23rd March 2006 by Sean

Author: John Perkins confessions.jpg

The subject of this book is the thing John Grisham novels are made of. An economic planner for an international consulting firm persuades developing countries to enter into deals that make American companies rich. Somehow the NSA ties into all this as well, which I don’t exactly understand how, but I guess that’s an incentive to read it. After years of being an “economic hit man”, Perkins leaves his former life and writes his expose, despite bribes and threatenings.

I can already see major studio execs salivating over the story, corporate corruption, governmental cover-up and a lone soul that tells his story despite threatening phone calls and blown up mailboxes. Anyways it sounds like an interesting read, even if it doesn’t provide much business knowledge.

In the review snippets is a link to an interview between the author and democracynow.org as well as a statement from the State Department about the book. Intriguing stuff.

Get it now revised

What John Perkins says in an interview with democracynow.org.

Basically what we were trained to do and what our job is to do is to build up the American empire. To bring — to create situations where as many resources as possible flow into this country, to our corporations, and our government, and in fact we’ve been very successful. We’ve built the largest empire in the history of the world.

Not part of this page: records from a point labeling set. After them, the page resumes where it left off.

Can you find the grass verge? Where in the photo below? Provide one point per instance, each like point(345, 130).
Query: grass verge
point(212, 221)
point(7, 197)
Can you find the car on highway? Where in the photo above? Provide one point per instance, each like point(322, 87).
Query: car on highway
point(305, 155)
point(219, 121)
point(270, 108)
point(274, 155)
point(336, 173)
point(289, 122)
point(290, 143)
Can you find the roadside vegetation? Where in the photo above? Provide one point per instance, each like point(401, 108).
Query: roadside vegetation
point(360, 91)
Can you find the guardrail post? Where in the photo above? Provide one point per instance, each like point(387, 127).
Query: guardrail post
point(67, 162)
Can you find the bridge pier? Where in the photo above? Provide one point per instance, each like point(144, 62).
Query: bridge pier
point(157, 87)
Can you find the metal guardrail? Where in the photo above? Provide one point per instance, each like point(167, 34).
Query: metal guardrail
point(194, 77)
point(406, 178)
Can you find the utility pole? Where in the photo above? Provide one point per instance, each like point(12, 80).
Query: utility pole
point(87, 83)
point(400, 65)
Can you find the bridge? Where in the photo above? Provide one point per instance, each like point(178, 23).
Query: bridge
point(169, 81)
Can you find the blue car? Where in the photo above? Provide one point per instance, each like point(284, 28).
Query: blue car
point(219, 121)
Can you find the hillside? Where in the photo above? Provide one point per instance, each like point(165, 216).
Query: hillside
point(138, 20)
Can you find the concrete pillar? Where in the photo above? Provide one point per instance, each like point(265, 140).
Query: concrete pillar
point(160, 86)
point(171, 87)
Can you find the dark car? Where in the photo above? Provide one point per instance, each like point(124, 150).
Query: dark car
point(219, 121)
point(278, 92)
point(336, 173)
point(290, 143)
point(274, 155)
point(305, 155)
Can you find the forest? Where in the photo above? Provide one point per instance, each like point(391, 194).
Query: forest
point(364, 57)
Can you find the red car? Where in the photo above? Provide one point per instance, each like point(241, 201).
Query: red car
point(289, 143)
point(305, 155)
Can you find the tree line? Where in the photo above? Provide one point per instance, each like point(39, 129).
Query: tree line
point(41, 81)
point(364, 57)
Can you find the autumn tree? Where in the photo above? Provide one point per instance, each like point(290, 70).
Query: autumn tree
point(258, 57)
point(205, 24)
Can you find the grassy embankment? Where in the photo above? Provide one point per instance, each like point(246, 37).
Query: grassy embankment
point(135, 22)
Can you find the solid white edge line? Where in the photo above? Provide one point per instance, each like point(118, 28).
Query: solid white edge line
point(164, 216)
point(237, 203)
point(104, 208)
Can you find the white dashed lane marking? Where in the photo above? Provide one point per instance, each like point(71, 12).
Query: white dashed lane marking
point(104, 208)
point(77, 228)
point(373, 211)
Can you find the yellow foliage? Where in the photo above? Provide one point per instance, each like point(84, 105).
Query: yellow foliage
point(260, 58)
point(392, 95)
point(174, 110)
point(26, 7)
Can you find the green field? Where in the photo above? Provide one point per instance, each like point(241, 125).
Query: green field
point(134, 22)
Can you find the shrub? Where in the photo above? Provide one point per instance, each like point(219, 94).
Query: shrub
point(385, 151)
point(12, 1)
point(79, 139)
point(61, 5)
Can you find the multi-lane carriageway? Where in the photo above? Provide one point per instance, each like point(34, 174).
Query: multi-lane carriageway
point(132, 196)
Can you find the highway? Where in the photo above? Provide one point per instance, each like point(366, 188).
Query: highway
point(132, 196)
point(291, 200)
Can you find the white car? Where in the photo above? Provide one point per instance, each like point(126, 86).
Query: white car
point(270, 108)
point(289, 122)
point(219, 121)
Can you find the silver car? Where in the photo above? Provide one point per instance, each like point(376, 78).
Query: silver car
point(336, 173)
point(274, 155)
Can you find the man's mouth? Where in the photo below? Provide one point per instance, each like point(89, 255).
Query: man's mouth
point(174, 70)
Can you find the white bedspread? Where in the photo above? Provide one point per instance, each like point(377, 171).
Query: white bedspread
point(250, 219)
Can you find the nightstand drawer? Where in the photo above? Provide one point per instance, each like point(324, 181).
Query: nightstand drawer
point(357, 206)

It’s been done over the last 50 years since World War II with very little military might, actually. It’s only in rare instances like Iraq where the military comes in as a last resort. This empire, unlike any other in the history of the world, has been built primarily through economic manipulation, through cheating, through fraud, through seducing people into our way of life, through the economic hit men. I was very much a part of that.

What the State Department says.

Confessions of an Economic Hit Man, which Perkins says has been translated into some 20 languages, is popular because it is an exciting, first-person, cloak-and-dagger tale that plays to popular images about alleged U.S. economic exploitation of Third World countries. Perkins raises legitimate questions about the impacts of economic growth and modernization on developing countries and indigenous peoples. But his claim that he was acting as an “economic hit man” at the behest of the NSA appears to be a total fantasy.